Pour la première fois depuis les grèves ouvrières d'octobre 1988, la population prend son sort en main. Le pouvoir, il y a treize ans, n'avait empêché la révolution qu'au travers d'une guerre civile atroce de dix ans qui a fait 200 000 morts. Elle a opposé les bandes armées islamistes et l'armée algérienne mais en réalité, ce sont les civils que les tueurs du FIS, du GIA et du pouvoir militaire ont massacrés et pris en otage.

C'est de ce piège sanglant que les jeunes veulent sortir. Dans cette lutte ils ne peuvent compter que sur eux mêmes, pas sur les organisations qui recherchent une solution avec ce pouvoir. C'est ce pouvoir dictatorial qu'il est nécessaire de renverser par une grève générale appuyée par le peuple dans la rue et les soldats qui changent de camp.
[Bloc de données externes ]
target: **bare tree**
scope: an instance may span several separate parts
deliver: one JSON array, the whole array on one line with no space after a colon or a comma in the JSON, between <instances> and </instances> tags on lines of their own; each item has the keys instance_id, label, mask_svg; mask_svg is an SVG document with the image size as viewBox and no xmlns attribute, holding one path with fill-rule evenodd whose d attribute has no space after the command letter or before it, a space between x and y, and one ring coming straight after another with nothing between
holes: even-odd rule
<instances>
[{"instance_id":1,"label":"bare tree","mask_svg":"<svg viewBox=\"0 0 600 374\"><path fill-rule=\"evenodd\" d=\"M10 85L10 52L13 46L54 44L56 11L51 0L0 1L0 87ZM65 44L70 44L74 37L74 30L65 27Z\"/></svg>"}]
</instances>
Les révoltés d'Algérie n'ont rien à attendre des gouvernements français de gauche comme de droite. Après avoir ravagé l'Algérie, assassiné, torturé, au cours d'une sale guerre de huit ans, de 1954 à 1962, le gouvernement français a soutenu la dictature algérienne contre les travailleurs de ce pays. Mitterrand, après la victoire du FIS en 1991, s'était déclaré prêt à travailler avec les intégristes. Depuis, l'Elysée, pétrole, gaz et commerce obligent, a toujours soutenu Bouteflika et le pouvoir réel, l'armée algérienne.

Ce sera de la responsabilité du mouvement ouvrier français et de ses organisations politiques d'apporter soutien, aide fraternelle, et perspectives aux jeunes et aux travailleurs révoltés d'Algérie.